Sonny Boy Terry
Ever since Sonny Boy Williamson and Little Walter entered the scene in the early '50s, the harmonica has been synonymous with the blues. In the hands of a good musician, this crude little instrument is capable of earthiness, grit and a surprising sophistication. The good blues harp players use it like a horn to carry a melody, and to produce aggressive, virtuosic solos.
In terms of tone and technique, Son Boy Terry is the best harmonica player in Houston. He's been playing the blues in town since the late '80s; he has paid his dues over much of the last decade in the Joe "Guitar" Hughes band and as president of the Houston Blues Society.
Breakfast Dance, Terry's first CD as a leader, explodes with fully matured ideas. There's the brooding slow burn of "Laundromat Blues," on which Hughes adds an expressive solo to Sonny Boy's melancholy, articulate harp. Another outstanding cut is "Jangle, Jangle (Down Mexico Way)," a mid-tempo Ashton Savoy tune that marries the blues to an eccentric Gulf Coast rhythm. "Business Man" is a classic Chicago blues number that Terry handles with a light touch, while "Take Your Time" benefits from vibraphonist Harry Sheppard's supple and lush tone.
At this point in his career, Terry's vocals essentially are limited to a mid-range. In purely vocal terms, the album's best cut is the aforementioned "Jangle Jangle," on which Terry shares the singing chores with Allison Fisher. That said, let us remember that most of the great blues vocalists favored intensity over pretty technique.

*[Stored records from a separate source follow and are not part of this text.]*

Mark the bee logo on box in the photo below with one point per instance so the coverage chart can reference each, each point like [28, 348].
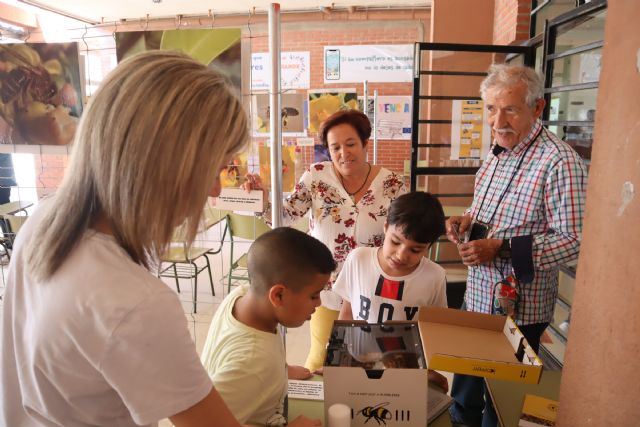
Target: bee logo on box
[381, 414]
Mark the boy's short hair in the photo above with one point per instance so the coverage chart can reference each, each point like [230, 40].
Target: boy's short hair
[286, 256]
[419, 215]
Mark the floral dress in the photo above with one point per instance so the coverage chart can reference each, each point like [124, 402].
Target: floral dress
[335, 219]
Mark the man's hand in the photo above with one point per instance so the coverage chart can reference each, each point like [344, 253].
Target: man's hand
[302, 421]
[298, 373]
[456, 226]
[438, 379]
[479, 252]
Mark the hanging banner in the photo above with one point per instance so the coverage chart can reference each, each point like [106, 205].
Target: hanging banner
[470, 133]
[373, 63]
[41, 100]
[294, 71]
[219, 47]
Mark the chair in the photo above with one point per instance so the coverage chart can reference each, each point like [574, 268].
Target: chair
[211, 217]
[182, 261]
[247, 227]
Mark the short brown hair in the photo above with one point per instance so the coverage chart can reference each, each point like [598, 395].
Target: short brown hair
[286, 256]
[358, 120]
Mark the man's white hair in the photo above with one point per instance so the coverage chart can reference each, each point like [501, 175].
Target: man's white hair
[504, 76]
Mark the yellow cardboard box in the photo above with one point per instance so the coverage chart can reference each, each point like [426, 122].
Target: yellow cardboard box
[538, 412]
[477, 344]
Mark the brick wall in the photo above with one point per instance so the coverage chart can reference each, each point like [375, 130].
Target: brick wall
[511, 21]
[391, 153]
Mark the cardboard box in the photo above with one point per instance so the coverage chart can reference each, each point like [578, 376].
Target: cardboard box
[538, 412]
[379, 372]
[477, 344]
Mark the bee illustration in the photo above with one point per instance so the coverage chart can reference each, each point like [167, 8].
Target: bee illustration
[378, 413]
[27, 79]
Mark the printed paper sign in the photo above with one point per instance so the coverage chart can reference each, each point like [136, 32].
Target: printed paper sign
[374, 63]
[294, 71]
[237, 199]
[470, 135]
[311, 390]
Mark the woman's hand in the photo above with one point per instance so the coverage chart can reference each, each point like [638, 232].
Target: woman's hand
[298, 373]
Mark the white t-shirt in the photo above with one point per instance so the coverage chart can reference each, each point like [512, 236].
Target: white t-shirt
[247, 366]
[377, 297]
[101, 343]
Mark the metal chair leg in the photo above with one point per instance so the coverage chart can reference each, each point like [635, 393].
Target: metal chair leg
[175, 273]
[213, 292]
[195, 287]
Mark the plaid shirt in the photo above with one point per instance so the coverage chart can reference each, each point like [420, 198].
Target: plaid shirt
[546, 200]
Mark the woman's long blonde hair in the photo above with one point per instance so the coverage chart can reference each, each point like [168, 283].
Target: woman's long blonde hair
[146, 154]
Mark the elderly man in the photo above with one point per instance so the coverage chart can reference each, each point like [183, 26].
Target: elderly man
[525, 220]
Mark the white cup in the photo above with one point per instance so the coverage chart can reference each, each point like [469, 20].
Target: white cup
[339, 415]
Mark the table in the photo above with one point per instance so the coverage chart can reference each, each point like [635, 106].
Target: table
[12, 208]
[508, 396]
[315, 409]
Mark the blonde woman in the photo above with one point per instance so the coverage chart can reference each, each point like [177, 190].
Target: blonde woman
[89, 335]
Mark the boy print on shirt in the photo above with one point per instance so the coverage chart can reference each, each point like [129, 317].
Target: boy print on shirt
[389, 289]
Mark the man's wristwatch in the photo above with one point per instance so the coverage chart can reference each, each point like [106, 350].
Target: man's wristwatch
[504, 251]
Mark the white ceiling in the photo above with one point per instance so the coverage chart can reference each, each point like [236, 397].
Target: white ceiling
[111, 10]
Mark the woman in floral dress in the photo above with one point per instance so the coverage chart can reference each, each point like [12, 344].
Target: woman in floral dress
[348, 199]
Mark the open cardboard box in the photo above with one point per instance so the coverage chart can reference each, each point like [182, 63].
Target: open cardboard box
[477, 344]
[379, 372]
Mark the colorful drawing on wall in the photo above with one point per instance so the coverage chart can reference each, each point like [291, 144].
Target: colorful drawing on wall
[288, 166]
[233, 175]
[40, 93]
[324, 104]
[217, 48]
[291, 113]
[320, 154]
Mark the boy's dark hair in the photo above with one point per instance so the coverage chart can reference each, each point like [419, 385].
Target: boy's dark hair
[286, 256]
[359, 121]
[420, 215]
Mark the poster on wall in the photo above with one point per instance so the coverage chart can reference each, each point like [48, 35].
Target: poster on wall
[217, 48]
[294, 71]
[322, 104]
[40, 93]
[292, 114]
[374, 63]
[392, 116]
[288, 166]
[233, 174]
[470, 133]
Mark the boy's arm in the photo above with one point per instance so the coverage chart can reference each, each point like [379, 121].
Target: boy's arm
[209, 411]
[345, 311]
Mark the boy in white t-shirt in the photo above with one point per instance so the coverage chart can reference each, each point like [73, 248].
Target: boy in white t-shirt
[244, 352]
[393, 281]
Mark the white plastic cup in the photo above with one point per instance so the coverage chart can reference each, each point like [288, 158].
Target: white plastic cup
[339, 415]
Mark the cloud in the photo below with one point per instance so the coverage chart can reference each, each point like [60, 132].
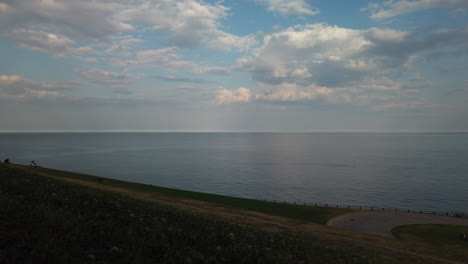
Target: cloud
[292, 92]
[174, 78]
[14, 87]
[188, 23]
[47, 42]
[225, 96]
[289, 7]
[164, 58]
[97, 20]
[106, 78]
[392, 8]
[341, 65]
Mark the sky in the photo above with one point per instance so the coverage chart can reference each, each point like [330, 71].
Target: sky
[234, 65]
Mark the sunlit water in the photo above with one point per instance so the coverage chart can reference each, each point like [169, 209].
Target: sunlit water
[420, 171]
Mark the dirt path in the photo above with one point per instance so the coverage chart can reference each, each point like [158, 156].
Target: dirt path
[372, 246]
[382, 223]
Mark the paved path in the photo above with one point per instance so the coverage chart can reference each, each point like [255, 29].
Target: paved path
[381, 223]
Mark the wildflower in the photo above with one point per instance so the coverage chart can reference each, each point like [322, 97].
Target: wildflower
[116, 249]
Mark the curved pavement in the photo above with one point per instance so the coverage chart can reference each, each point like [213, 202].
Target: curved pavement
[382, 223]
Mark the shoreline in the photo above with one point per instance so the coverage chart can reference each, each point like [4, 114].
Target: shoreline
[379, 248]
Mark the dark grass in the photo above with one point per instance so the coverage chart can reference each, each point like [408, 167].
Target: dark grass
[49, 221]
[319, 215]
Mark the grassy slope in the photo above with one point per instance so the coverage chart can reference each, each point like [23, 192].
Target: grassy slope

Fisher is just one of many notable Houston musicians who appear on Breakfast Dance, but the whole project is anchored by bassist Benny Brasket and drummer Kevin "Snit" Fitzpatrick (formerly with the Hollisters). They give the group a tight sound and a highly rhythmic attack.
Breakfast Dance is a self-released album that sounds like it comes from a major independent label.